City went into this match without new hero Jesus following his injury at Bournemouth last week but also without key defenders Vincent Kompany, Gael Clichy and Aleksandar Kolarov – all ruled out within the last seven days - and it left them with little option but to attack.
That made for an enjoyable all-action evening and although you wonder if the pace of the game played into Monaco’s hands, there was a feeling of elation at the Etihad when Aguero eventually equalised in the 58th minute minute.
It came after another lightning-quick break but also owed a lot to a terrible mistake from keeper Subasic who allowed the Argentine striker’s bobbling shot –to slip into the net.
This was Aguero’s 19th goal of the season – despite recent stories that he isn’t rated by Guardiola – but I was soon overshadowed by Falcao’s wonderful chip which put Monaco back in front and underlined that defending and not attacking is by far the biggest problem in this half of Manchester.. The Colombian may be 31 but he made mincemeat of Stones before exquisitely lifting a beautiful effort over Caballero’s head.
There’s no doubt Stones should have done better but what City fans can’t complain about, however, is their team’s passion and belief – because somehow they still turned the game around.
First, Aguero volleyed his side level with 20 minutes to go and then Stones, of all people, turned home a corner at the far post to send the Etihad into raptures. There was still time for Sane to tap home a fifth – and for Monaco to miss a chance at the other end – as a sensational night of football finally came to an end.
If the football world was, as Guardiola claimed, watching this tie closely and itching to pass judgement on his side, the only conclusion anyone could reach was this breathtaking match was one of the greatest of all time – between two wonderful attacking teams.
Can City defend? Can they really win every match this way? Probably not. But on this occasion that really isn’t something to complain about.

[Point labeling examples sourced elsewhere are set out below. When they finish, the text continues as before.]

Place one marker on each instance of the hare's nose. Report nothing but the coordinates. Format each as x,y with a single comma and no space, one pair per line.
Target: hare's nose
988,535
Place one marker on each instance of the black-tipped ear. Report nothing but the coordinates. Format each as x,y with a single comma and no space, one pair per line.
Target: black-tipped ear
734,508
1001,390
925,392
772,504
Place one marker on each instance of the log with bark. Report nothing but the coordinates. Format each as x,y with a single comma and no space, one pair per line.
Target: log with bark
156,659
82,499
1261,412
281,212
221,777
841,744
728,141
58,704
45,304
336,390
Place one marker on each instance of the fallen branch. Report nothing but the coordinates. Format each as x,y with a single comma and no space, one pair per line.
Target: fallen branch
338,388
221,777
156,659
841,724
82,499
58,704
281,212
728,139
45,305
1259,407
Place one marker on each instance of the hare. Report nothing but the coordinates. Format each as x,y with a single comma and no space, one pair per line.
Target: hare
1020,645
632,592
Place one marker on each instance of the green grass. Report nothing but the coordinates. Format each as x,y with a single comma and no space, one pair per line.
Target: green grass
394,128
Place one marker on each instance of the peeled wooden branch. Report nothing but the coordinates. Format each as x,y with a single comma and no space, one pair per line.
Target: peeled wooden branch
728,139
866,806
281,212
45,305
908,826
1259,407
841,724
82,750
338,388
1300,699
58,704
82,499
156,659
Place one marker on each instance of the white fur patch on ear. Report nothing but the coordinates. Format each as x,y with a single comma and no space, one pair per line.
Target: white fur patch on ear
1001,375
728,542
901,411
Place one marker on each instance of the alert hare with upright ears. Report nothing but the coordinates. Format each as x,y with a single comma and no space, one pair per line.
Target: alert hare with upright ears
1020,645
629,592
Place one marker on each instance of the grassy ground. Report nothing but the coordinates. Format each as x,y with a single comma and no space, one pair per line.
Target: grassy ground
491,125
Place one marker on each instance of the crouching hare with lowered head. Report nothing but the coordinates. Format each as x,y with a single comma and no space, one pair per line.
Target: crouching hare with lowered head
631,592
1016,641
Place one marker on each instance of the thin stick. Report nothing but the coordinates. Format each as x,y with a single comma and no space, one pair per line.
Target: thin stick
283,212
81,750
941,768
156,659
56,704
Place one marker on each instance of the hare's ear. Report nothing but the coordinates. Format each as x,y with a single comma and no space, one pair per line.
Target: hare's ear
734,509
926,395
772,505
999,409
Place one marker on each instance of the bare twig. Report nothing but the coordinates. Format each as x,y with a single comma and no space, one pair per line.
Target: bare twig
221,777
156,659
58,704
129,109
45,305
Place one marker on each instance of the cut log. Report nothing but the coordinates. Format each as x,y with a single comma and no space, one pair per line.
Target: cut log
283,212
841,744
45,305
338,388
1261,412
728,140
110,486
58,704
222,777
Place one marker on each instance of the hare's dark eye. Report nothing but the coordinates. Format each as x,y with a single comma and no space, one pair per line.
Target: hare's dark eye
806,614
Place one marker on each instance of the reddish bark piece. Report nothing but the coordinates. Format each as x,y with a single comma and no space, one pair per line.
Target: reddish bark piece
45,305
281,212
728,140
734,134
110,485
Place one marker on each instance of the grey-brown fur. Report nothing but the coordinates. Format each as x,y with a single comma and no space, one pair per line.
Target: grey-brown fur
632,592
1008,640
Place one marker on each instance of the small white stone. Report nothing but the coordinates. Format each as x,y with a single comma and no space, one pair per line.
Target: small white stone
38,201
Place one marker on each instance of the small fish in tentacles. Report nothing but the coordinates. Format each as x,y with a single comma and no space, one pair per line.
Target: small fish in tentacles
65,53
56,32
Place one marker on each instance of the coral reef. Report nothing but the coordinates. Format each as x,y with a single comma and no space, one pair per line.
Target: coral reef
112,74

Caballero 6, Fernandinho 6 (Zabaleta 62; 6), Stones 6, Otamendi 5, Sagna 6, De Bruyne 7, Toure 7, Silva 7, Sterling 7 (Navas 89), Aguero 8 (Fernando 87), Sane 8. Subs: Bravo, Nolito, Delph, Iheanacho.
Subasic 5, Mendy 8, Raggi 6, Glik 7, Sidibe 7, Bakayoko 6, Fabinho 7, Mbappe 8 (Germain 79; 6), Lemar 7, Bernardo Silva 7 (Moutinho 85), Falcao 9. Subs: De Sanctis, Dirar,, Carrillo,, Diallo, Toure.